Battle over South Carolina FM slot


When Citadel acquired ABC’s Radio Division, it had to meet the FCC’s new market definitions under the ownership rules, so it placed some of its stations in the Last Bastion Station Trust, administered by broker Elliott Evers. Most of those stations are being sold off, but Citadel stands to get back WMGL-FM in the Charleston, SC market, once WNKT-FM completes a city of license change that will move it from the Charleston, SC market to the Columbia, SC market. So far, so good.

But then someone noticed that this move-out left a big spectrum hole in Charleston. So Citadel then proposed that its rim-shot WMGL move from 101.7 down the dial to 107.3, plugging the hole with an upgrade that would give it another full market Charleston signal.
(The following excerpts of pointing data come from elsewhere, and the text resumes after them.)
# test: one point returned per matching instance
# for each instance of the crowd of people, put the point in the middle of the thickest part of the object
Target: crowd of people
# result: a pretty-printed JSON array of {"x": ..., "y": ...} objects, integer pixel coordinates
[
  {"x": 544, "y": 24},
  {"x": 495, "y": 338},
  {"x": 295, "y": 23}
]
Meanwhile, WMCD-FM, Claxton, GA, belonging to Georgia Eagle Broadcasting, also filed to move into Charleston and fill the hole vacated by Citadel.  WMCD filed its application the very day that Citadel’s WNKT Charleston-to-Columbia application was granted. Georgia Eagle contends that because Citadel didn’t file the WNKT and WMGL applications simultaneously, the WMCD application has to be considered by the FCC staff as mutually exclusive with the WMGL application – and that under the FCC rules the WMCD move-in wins on public interest merit. Citadel’s attorneys, as you have probably guessed, don’t agree, and insist that Georgia Eagle has no right to apply for the slot, since the WNKT move-out was contingent on the WMGL upgrade being granted, and visa versa, regardless of the filing dates.

So now the ball is back in the hands of the FCC, with Georgia Eagle appealing and Citadel/Last Bastion defending the linked grants.
Said Georgia Eagle Attorney Dan Alpert: "The contingent application rule is an extremely straight-forward rule —  contingent applications are prohibited unless both inter-related applications are filed both on the SAME day, i.e., simultaneously.  Citadel apparently only realized three months too late that one of its stations (WMGL) ‘could have’ been moved to a new frequency in conjunction with and in concert with its WNKT application.  Since the WMGL proposal was not filed on the same day as the original WNKT proposal, its amendment doesn’t even come close to complying with the rule, and cannot be treated as ‘back-dated’ to the original WNKT filing date.  The WNKT application was properly filed, and properly granted.  However, since the WMGL and WNKT station applications were not filed together, the WMGL application was defective and should have been viewed as ‘dead on arrival’ at the FCC when filed in April. 
Because it was not filed on the same day as the WNKT application, under the FCC’s rules the earliest the WMGL application could have properly been filed was the date the WNKT application was granted – July 5, 2007.  That was the day Georgia Eagle filed its application to provide first local service to Sullivan’s Island.  The WMGL application is a blatant attempt to boot-strap the application to the filing date of another application (in a way the rules do not allow), artificially giving itself an earlier filing date than it deserves.  Under the rules, it never should have been accepted for filing, or granted by the Bureau.  Since, in contrast to the Last Bastion application, Georgia Eagle was able to wait and file a valid application, Georgia Eagle is confident this processing error will be fixed on review."

Citadel attorney Nancy Ory, of Leventhal Senter & Lerman, told RBR that the statements from the Georgia Eagle side "are inaccurate and/or misleading" and noted that Citadel’s ownership of WNKT is compliant with the FCC multiple ownership rules in both the Charleston and Columbia, SC markets. She also provided a copy of the opposition to Georgia Eagle’s petition for reconsideration, filed by attorney Andrew Kersting of Dickstein Shapiro for the Last Bastion Station Trust. It claims that Georgia Eagle’s petition is procedurally defective and should be dismissed. However, if the petition is ruled valid, the opposition filing insists that Georgia Eagle’s legal argument is wrong, and that Citadel/Last Bastion followed FCC procedures when the WNKT application was amended to be contingent on the newly-filed application for WMGL.